Unless the design of reading the value of nr_pending has changed, I believe that this patchset is a reasonable design and RAID1 performance is about the same as atomic_t before this patchset was applied.
Paul's results also show that.

Best Regards,
Keisuke

> > > +CC Paul
> > >
> > > HI, Paul, perhaps you RR mode doesn't need such 'inflight' counter
> > > anymore?
> > >
> >
> > I too am struggling to see the benefit but am curious enough that I
> > will run some tests on my own as I have fresh baseline RAID1 large
> > sweep performance data ready right now.
> >
> > So my WIP round robin patch won't need nr_pedning for SSDs but I think
> > it will for HDD plus I need a new atomic counter for round robin for
> > SSDs anyway but I see no perfomrnace impact so far from adding it.
> >
> > -Paul
> >
> 
> I can run more if others are interested (RAID5 or HDD for example) but
> at least for RAID1 there's really no difference.  This was a quick run,
> just 40 sec each, 16 jobs and the rest ofthe fio params are on the
> charts. 2 disk RAID1. THe baseline is 6.8.0 from the md repo.
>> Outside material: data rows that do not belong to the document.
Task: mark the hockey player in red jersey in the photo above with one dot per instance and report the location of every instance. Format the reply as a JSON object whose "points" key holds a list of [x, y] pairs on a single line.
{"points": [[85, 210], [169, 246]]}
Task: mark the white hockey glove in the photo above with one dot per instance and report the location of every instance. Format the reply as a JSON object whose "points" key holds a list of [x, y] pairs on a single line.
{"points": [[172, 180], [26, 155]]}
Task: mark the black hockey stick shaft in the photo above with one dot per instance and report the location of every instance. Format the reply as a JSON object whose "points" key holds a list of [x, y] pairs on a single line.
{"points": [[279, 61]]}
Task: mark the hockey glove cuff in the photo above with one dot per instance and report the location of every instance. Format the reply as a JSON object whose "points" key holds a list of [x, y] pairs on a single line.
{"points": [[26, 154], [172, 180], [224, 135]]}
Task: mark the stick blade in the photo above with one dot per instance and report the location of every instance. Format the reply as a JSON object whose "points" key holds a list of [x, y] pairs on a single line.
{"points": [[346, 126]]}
> Using my favorite drives, of course, KIOXIA KCMYDVUG3T20 :)
> 
> Here's the results: https://photos.app.goo.gl/Avyw64eXCqWFWrs78
> 
> NOTE:  There are few small randoms where it appears to help but I
> assumed that was because these are small randoms with very short run
> times.  SO I reran the 4K mixed rw randoms with 5 minute run time and
> that chart is at the very bottom and shows that over longer duration
> its a wash, there's no clear winner.  I'm sure an even longer run would
> show more consistently close results.